Mais moy, qui vois mon astre en si mauvais sentier,
Qui ne goustay jamais un seul plaisir entier,
Qui sens que tout me choque et qui ne vois personne
M’assister aux assauts que fortune me donne,
Suis —je pas bien-heureux qu’au fort de mon malheur
Je n’aye ressenty tant soit peu de douleur !
Bien que je sois banny, peu s’en faut, du royaume,
Qu’icy je ne voy plus ny dez, ny jeu de paume,
Je ne voy rien que champs, que rivières, que prez ;
Où le plus doux rozier me peust comme cyprez,
Où je n’ay plus l’aspect de la place Royale,
Où je ne puis aller boire frais en ta salle,
Où mon maistre n’est pas, où ne vient point la cour.
Où je ne sçaurois voir ny toy, ny Liancour,
Je ne sçay comme quoy ma sauvage nature
Peut sans estonnement souffrir ceste avanture.
Mon œil n’a point regret au lieu que j ay laissé,
Mon ame ne plaint point le temps qu’elle a passé.

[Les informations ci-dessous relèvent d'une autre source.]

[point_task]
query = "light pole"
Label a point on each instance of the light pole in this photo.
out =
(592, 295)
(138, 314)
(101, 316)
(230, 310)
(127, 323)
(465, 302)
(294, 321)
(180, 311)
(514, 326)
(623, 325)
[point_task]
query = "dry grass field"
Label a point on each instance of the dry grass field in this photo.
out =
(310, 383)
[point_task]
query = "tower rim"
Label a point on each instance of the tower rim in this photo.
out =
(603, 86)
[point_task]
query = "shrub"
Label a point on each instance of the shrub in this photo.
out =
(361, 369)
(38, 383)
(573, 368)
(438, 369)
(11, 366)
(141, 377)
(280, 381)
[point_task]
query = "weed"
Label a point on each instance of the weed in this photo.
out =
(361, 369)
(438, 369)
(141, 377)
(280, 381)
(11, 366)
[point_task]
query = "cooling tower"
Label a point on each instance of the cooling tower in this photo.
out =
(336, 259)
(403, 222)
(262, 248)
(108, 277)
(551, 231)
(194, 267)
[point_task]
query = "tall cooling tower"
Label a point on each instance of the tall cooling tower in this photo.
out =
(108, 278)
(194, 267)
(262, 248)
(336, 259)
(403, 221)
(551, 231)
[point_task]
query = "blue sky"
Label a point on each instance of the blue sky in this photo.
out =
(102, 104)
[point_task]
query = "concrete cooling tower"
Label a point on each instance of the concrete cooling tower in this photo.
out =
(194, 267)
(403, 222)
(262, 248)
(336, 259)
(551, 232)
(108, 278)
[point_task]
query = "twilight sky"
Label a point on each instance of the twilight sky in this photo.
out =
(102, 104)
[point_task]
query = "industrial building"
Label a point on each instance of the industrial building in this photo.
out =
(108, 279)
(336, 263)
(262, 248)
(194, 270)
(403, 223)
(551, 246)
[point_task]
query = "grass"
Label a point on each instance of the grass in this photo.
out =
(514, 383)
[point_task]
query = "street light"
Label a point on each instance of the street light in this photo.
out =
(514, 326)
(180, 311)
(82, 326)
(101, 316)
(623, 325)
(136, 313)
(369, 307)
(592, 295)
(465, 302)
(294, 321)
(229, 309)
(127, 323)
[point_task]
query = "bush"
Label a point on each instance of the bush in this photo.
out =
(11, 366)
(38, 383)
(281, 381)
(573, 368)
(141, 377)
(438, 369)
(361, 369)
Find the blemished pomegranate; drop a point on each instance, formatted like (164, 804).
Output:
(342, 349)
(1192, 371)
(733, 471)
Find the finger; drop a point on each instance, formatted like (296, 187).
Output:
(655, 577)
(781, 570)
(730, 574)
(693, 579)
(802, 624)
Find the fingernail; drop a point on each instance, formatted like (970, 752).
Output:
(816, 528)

Au lieu de tant de pompe où la cour vous amuse,
Icy je n’entretiens que Bacchus et la Muse,
Qui tous deux libéraux, avec leurs doux presens,
A leur dévotion tiennent mes jeunes ans.
Innocent que je suis, plein de repos dans l’ame.
Qui tiens indiffèrent qu’on me loue ou me blasme,
Qui fais ce qui me plaist, qui vis comme je veux.
Qui plaindrois au destin le moindre de mes vœux,
Qui ris de la fortune, et, couché dans la boue,
Me mocque des captifs qu’elle attache à sa roue,
Icy comme à la cour j’ay le sort tout pareil,
Et voy couler mes jours sous un mesme soleil.
Que si nostre Silvandre a l’esprit prophétique.
Si les evenemens suivent sa prognostique,
Et que, cet an finy, quelqu’un ait le crédit

De faire réussir le bien qu’il m’a prédit,
On verra que Paris n’a point changé de place,
Et que mes sentimens n ont point changé de face.
Or, comme dans la cour j’estois peu courtisan,
Sçache que dans les champs je ne suis point paysan,
Et que mes passions aucunement ne cèdent
A la contagion des lieux qui me possèdent.
Mon sens en toutes parts suivant un mesme cours,
Tu me verras tout tel que tu m’as veu tousjours.
Que si mon long exil doit borner ma demeure.
Quelque part où ce soit, si faut-il que je meure,
Et, quoy que face Ilax et les plus favoris.
Le Ciel n’est pas plus loin d’icy que de Paris.

  1. Sans doute, M. des Loges, gentilhomme de la chambre. Sa femme fut célèbre par son esprit (V. Tallemant.)